Wednesday, June 13, 2012

Thomas Aquinas on Wisdom

     On occasion, but it should be with great frequency, within the context of a class discussion or even a lesson at Church, the topic of wisdom is discussed.  Frequently, but it should be on occasion, the definition is put forth as practical or applied learning.  It is at times like these I desired that Thomas Aquinas's definition of wisdom had won the day in Western civilization.  In truth, the Liberal Arts would have done much better through the ages if his definition had been the one people lived by and taught.  
     For Thomas, and most Philosophers until the modern world, Philosophy was essentially the "love of wisdom."  To engage in the the practice of philosophy was the faithful pursuit of wisdom wherever it might be found. The primary understanding of truth was saying of a thing what was and not saying of a thing what was not.  In a larger sense, wisdom was an understanding of the truth of things.
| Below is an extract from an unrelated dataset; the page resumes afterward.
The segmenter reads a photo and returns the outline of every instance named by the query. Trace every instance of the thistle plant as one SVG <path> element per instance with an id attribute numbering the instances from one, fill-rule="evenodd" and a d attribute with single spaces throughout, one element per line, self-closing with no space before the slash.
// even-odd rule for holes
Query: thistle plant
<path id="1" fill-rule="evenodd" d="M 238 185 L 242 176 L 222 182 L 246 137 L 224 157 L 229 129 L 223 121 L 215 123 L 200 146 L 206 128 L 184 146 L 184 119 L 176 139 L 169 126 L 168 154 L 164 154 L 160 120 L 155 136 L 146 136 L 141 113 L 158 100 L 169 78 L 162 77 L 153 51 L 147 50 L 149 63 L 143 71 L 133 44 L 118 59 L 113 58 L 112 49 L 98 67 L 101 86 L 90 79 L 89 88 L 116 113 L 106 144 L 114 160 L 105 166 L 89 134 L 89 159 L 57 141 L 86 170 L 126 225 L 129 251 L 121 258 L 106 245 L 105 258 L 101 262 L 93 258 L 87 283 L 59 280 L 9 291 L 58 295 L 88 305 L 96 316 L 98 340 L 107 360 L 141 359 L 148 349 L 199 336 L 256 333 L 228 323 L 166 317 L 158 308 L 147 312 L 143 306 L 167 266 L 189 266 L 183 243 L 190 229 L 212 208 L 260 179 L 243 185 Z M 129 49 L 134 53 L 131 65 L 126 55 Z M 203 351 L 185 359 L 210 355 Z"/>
Philosophy was not navel gazing and not ideological manipulation, but it was a diligent quest to understanding the good, the true, and the beautiful.  
     Thomas asserts (and I paraphrase) in the Summa Contra Gentiles I, 2: While humans are finite, among all the human pursuits, the pursuit of wisdom is the ultimate end, and it is the most noble, and the most useful, and that pursuit that can provide the greatest joy. Through Philosophy, we humans are more like God and can apprehend the truth of things which calls us to a better life.  
     It is also worth noting that among some of the greatest Philosophers in the Western intellectual tradition, there was no one more committed to prayer.  Thomas, as a grand example of this, not only sought wisdom as part of his brilliant, intellectual, and knowledgeable endeavors, also, daily, prayed for wisdom.
    This may surprise post-Enlightenment people that prior to the Enlightenment, wisdom was closely connected to reason.  For them to reason, reflect, imagine, conjecture, was part of what it meant to act faithfully in accordance with being in the image of God.  As it related to the four causes expounded by Aristotle and adhered to by Thomas, wisdom is an understanding of the final cause.  Sadly, this has all but been lost in science and philosophy today.  
     Is it possible that one reason Philosophy is ridiculed by so many today as irrelevant and outdated is because it lost its way a few hundred years ago and has never fully found the way back to the path.  If philosophy was still about the blending of the theoretical and the practical, the reflection and the proper moral action, one can imagine that there would be many who would come to love and live wisdom.